Dwayne Johnson plays a wanted man trying to rescue his family from a burning high-rise in “Skyscraper,” a cheerfully derivative and hugely enjoyable piece of entertainment. An alternative title for this big-budget spectacle might be “The Fugitive Hardly Dies in the Towering Inferno,” so blatantly does it steal from several box-office hits. Amid all this rehashing, though, comes one idea that is startlingly original: Johnson’s character, Will Sawyer, is an amputee.
Thanks to a fairly intense flashback that opens this film, we learn that Sawyer, a former FBI agent, lost much of his left leg in a hostage situation that ended badly. What we’re watching isn’t just a fun-and-fluffy blockbuster, but something highly unusual: a Hollywood action-hero with a disability.
Not that the movie makes a big thing of it. The best heroes have an Achilles heel – snakes for Indiana Jones, vertigo for Jimmy Stewart’s ex-cop Scottie Ferguson – and so writer-director Rawson Marshall Thurber (of Johnson’s hit comedy “Central Intelligence”) invents one for Sawyer. It’s a humanizing device: The moment we see Sawyer, now a security consultant, pull on his prosthetic and swallow his daily pain pills, we instantly feel for him. It’s also a tantalizing set-up: How is a guy with one leg going to do all the superhuman things we came to see him do?

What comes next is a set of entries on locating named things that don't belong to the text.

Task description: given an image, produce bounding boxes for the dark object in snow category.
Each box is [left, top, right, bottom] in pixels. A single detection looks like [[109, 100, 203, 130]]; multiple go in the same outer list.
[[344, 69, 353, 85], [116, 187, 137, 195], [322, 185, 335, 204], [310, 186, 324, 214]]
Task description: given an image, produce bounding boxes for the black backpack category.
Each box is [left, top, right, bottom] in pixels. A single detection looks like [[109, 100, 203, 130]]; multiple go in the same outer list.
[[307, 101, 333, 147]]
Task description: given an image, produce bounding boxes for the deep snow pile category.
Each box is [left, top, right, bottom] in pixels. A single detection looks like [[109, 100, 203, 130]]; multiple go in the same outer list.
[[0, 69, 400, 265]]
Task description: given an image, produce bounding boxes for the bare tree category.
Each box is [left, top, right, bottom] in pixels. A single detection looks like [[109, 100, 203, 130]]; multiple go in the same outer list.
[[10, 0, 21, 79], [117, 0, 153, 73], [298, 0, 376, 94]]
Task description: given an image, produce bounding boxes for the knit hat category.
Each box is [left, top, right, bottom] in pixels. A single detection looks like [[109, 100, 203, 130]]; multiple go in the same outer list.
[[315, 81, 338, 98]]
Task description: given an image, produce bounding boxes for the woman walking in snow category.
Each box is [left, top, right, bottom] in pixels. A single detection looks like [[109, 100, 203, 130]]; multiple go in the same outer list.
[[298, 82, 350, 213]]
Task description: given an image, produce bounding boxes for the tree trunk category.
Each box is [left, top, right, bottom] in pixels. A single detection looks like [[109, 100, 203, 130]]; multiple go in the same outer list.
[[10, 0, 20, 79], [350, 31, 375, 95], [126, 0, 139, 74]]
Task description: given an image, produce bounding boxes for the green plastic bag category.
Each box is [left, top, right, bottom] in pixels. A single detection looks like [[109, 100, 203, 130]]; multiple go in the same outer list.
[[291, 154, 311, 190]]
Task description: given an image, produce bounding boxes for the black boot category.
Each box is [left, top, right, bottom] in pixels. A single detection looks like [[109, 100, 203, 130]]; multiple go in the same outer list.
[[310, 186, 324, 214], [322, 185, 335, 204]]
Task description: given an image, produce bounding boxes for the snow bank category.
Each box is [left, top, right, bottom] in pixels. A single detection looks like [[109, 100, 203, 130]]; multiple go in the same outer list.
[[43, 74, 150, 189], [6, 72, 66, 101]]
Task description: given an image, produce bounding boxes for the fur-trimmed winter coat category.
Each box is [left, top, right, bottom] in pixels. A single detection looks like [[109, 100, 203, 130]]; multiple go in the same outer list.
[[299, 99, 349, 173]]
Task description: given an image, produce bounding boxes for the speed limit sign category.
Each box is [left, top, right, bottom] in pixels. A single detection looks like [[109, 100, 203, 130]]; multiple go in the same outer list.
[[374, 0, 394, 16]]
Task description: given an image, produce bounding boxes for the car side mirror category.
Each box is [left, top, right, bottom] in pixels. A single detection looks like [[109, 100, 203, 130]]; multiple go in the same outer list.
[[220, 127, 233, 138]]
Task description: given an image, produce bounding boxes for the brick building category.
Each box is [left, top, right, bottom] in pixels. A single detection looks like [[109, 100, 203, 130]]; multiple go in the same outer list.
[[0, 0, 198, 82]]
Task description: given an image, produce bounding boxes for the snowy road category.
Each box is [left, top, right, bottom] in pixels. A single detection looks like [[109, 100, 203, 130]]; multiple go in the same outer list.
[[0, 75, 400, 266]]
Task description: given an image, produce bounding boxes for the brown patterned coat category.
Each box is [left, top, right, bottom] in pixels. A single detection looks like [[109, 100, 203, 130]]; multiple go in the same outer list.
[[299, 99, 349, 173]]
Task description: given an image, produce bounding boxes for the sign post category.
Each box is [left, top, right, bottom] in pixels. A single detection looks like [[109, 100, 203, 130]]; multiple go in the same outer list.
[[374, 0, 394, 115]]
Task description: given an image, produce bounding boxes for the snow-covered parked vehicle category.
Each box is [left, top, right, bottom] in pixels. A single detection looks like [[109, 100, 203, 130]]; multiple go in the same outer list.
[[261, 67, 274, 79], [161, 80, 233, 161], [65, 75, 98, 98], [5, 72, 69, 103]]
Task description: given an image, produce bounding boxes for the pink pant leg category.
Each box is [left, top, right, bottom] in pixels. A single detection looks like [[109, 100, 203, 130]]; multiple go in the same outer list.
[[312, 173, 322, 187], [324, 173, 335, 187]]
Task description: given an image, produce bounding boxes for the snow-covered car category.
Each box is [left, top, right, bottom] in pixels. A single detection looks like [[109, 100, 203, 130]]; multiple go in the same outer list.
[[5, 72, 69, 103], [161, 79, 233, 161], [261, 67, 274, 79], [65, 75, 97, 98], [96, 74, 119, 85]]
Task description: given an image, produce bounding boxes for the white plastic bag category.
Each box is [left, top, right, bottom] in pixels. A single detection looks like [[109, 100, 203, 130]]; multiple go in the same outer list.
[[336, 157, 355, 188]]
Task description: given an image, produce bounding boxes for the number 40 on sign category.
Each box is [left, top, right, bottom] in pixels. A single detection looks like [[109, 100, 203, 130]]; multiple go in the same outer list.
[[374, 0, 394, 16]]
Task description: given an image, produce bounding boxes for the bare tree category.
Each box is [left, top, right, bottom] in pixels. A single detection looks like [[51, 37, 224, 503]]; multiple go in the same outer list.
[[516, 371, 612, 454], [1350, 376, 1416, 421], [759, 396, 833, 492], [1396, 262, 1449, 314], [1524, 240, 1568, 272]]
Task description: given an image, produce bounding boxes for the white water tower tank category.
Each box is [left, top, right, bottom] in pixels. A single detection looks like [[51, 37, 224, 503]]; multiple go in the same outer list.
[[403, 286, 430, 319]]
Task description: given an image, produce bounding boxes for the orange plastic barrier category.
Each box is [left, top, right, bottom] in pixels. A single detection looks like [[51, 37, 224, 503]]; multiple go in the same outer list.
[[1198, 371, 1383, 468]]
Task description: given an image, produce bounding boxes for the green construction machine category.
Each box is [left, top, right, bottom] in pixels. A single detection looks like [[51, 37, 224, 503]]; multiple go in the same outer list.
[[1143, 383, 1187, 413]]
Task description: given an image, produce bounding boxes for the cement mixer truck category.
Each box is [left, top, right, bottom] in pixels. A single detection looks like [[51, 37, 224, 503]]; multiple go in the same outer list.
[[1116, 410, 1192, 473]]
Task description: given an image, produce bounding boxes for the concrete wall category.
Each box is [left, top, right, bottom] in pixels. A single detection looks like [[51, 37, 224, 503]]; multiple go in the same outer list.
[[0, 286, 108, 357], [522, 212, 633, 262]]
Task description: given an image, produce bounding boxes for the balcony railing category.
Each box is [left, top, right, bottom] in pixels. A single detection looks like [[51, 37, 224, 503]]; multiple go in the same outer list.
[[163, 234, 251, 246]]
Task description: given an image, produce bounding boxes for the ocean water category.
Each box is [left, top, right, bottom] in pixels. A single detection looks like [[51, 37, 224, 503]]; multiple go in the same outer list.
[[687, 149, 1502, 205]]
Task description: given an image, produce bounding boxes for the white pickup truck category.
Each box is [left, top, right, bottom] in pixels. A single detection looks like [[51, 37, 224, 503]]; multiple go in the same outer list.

We get our answer in the film’s excellent first fight sequence, in which a foe sends Sawyer’s leg skittering across the floor. Though hobbled, Sawyer improvises and prevails, something he’ll do again and again as he figures out the plot he’s been drawn into: A mercenary named Kores Botha (Roland Møller) has set fire to the world’s tallest building – a shimmering CGI fiction known as The Pearl – in order to extort valuable information from its architect, Zhao Long Ji (Chin Han). Meanwhile, Sawyer’s family is trapped above the fire line. (Neve Campbell plays Sarah, the ER doctor who saved and naturally married our hero; McKenna Roberts and Noah Cottrell play their kids.) It’s worth mentioning that “Skyscraper” takes place entirely in Hong Kong, surely a harbinger of Hollywood’s China-driven future.
As “Skyscraper” raises the stakes, its situations become increasingly, wonderfully implausible. At one point, Sawyer scales the building’s exterior using suction-cups made from duct tape. The reason we suspend disbelief is not because of Sawyer’s tremendous strength but because of his vulnerability. “Skyscraper” may be a landmark film, but it doesn’t necessarily feel like one. What it feels like is a great time at the movies.
Tall buildings have served as jungle gyms for cinematic heroes and monsters for decades. Here are four examples that predate “Skyscraper:”
KING KONG (1933) At the time, few buildings represented human ingenuity better than the Empire State Building. In this iconic film, it’s scaled by a massive ape. Symbolism, anyone?
THE TOWERING INFERNO (1974) Set in a fictional San Francisco high-rise called The Glass Tower, this classic disaster flick was the year’s top grosser and won three Oscars. The all-star cast included Steve McQueen, Paul Newman, Faye Dunaway, O.J. Simpson, William Holden and Fred Astaire.
DIE HARD (1988) Clearly a major inspiration for “Skyscraper,” this thriller stars Bruce Willis as cocky cop John McClane, who charges into a Los Angeles high-rise where his estranged wife (Bonnie Bedelia) is among the hostages held by terrorists (led by the great Alan Rickman as Hans Gruber). Still one of the definitive blockbusters.
MISSION: IMPOSSIBLE — GHOST PROTOCOL (2011) In this episode, Tom Cruise’s Ethan Hunt scales the outside of the Burj Khalifa in Dubai — a dizzying sequence shot with IMAX cameras.